DKT’s HowToUseAbortionPill.org also directs visitors to Plan C. The nonprofit assures women in states “that restrict access to telehealth abortion” that abortion pill access is “still possible” thanks to Aid Access and other online pharmacies. Plan C acknowledges that the practice is legally questionable—its FAQ page says that while “no one should ever be punished for providing their own medical care,” at least “60 people who have self-managed an abortion or have helped someone else are known to have been arrested or prosecuted.”
“People who live in very conservative states also face a higher risk of prosecution,” Plan C’s site notes.
The websites help Aid Access spread awareness about their service to women in the U.S., a difficulty for the overseas abortion pill provider after Google updated its algorithm in 2020. Because of the change, Aid Access is no longer listed as a top result when users search terms such as “abortion by mail” and “abortion pills.” Sites such as HowToUseAbortionPill.org, therefore, serve as important intermediaries through which Aid Access can recruit customers.
Nineteen states ban the use of telemedicine for abortion, and others may move to prohibit telemedicine abortion consultations in their states if the Supreme Court strikes down Roe. But Aid Access has already evaded regulatory challenges in the United States. After the Food and Drug Administration in 2019 sent the nonprofit a cease-and-desist letter, Aid Access sued the federal agency. The FDA did not follow through on its threat, and the lawsuit was subsequently dismissed.
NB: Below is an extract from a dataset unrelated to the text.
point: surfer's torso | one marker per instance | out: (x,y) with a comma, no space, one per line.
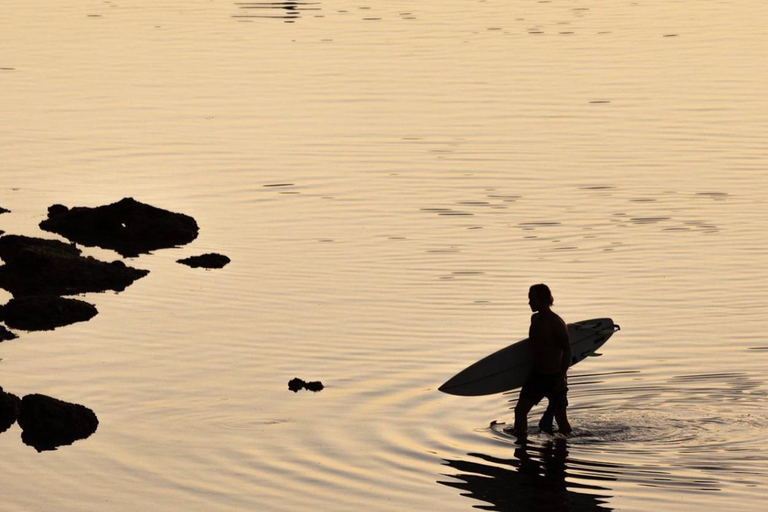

Still, experts expect international abortion pill providers such as Aid Access to face additional legal threats if Roe is overturned. According to the nonprofit’s founder, Dutch doctor Rebecca Gomperts, Aid Access saw an “incredible increase” in abortion pill requests after Texas passed its “Heartbeat Act,” which bans abortion when there is a detectable heartbeat. Gomperts expects a similar surge if the Court overturns Roe.
Aid Access mails abortion pills to women prior to or during pregnancy and covers costs for those who claim to be financially vulnerable. The organization’s website directs women to complete an online form so that they can be prescribed the pills by a European doctor who approves them to be mailed from a manufacturer in India.
Abortion by pill consists of two drugs. The first, mifepristone, is taken to cut off the hormone supply to the fetus, which stops development. Users then take misoprostol, which contracts the uterus and delivers the remains. Complications from these chemical pill abortions, which often include excessive hemorrhages and bleeding, are four times higher than surgical abortions.
Mifepristone can only be prescribed in the United States by certified, FDA-approved health care providers. The federal agency first approved mifepristone in 2000 under the brand name Mifeprex and has since cut back on regulations targeting the drug. Before the coronavirus pandemic, the FDA required mifepristone users to visit a doctor in person prior to taking the drug. The Biden administration in April 2021 temporarily lifted that requirement, a decision the FDA made permanent in December.
Lawmakers in eight states this year proposed outright bans of chemical abortion pills, but none was enacted. Other restrictions that prolong the process to obtain mifepristone were blocked in court thanks to lawsuits filed by Planned Parenthood and other liberal organizations.
The Supreme Court is set to overturn Roe this summer, according to a draft leaked to Politico. The move would allow states to restrict abortion prior to the current standard of fetal viability at roughly 24 weeks.